Because browsers employ various security measures, accessing content even from your own machine may not be allowed.
The second option above will have the best results and does not require any changes to your browser settings.

Adding authentication for other sites
-------------------------------------
Copy one of the existing config/*.json files and provide values for the site you're interested in. See the [Site Config File Explained](https://github.com/m5n/wwwsave/wiki/Site-Config-File-Explained) Wiki page for more information.

Framework choice
----------------
Finding the right scraping framework wasn't easy. I initially wanted this to be a Ruby project, so Mechanize seemed like the logical choice. But as many modern web sites dynamically alter the page HTML using JavaScript, Mechanize fell through as it does not execute JavaScript.

Then I realized a browser testing framework may work better. Using an actual browser, Watir captures exactly what the user sees. I even improved performance by using Typhoeus for downloading the in-page resources. In the end, though, Watir cannot be instructed to save an image on a page. (A hybrid approach where Watir saves only the page HTML and Mechanize/Typhoeus saves all assets (JS, CSS, images, etc) also didn't work as HttpOnly cookies are (rightly) not exposed outside of the Watir internals and so cannot be accessed. (Sites like LiveJournal require HttpOnly cookies to access certain assets, e.g. scrapbook images, so this inability was a show-stopper.))

Then I realized my approach was inefficient: the browser already downloaded all assets, so why download them again programmatically? Looking at headless browsers with full JavaScript support, PhantomJS seemed promising, but it does not give access to the response body--[not yet](https://github.com/ariya/phantomjs/issues/13908) perhaps in [v2.2](https://github.com/ariya/phantomjs/issues/13937). Luckily, SlimerJS has added support for accessing the response body, so the Ruby code was ported to JavaScript.

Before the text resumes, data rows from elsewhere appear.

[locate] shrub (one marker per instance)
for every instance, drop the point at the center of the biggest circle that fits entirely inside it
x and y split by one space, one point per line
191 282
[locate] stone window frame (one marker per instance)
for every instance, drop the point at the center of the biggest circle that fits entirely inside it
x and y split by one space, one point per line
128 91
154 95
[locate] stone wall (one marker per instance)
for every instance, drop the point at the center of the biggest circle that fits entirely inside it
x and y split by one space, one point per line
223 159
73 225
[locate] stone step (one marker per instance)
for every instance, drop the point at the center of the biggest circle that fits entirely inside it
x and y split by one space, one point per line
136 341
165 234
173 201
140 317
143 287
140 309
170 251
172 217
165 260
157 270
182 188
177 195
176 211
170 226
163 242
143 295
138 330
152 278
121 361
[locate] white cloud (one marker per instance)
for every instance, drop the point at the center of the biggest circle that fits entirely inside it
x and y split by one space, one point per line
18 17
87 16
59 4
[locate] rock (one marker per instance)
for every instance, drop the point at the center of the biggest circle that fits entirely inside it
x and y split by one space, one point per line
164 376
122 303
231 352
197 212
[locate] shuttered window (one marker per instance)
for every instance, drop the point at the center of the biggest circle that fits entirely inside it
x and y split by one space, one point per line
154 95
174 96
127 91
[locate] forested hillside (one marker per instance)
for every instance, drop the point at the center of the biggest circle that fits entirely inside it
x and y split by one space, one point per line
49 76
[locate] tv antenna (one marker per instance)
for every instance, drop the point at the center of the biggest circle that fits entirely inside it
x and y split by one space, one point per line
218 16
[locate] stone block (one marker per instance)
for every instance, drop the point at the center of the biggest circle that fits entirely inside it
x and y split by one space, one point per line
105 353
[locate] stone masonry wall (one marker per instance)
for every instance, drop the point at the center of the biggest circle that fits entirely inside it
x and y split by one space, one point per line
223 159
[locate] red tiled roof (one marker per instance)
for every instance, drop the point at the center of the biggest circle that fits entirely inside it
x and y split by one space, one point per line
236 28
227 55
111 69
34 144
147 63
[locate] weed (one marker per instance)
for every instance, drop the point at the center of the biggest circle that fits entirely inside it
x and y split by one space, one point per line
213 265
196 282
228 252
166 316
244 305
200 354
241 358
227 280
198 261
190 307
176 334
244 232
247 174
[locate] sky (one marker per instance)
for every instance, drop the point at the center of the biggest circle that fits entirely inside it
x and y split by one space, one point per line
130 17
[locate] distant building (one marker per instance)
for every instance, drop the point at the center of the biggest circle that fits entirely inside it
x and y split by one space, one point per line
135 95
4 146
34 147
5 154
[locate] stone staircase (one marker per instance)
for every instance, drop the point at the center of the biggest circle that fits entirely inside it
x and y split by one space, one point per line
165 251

Unfortunately I ran into an issue with SlimerJS where certain requests were aborted (LiveJournal scrapbook images), resulting in a non-zero Content-Length but 0-length response body. There's no workaround and with PhantomJS being abandoned, am looking at using headless Firefox or Chrome.

Developer setup
---------------
1. Install Firefox: http://getfirefox.com/
1. Install Slimer.JS: http://slimerjs.org/
1. Do any additonal Slimer setup, if needed: http://docs.slimerjs.org/current/installation.html#setup
1. Show the usage:

$ ./wwwsave -h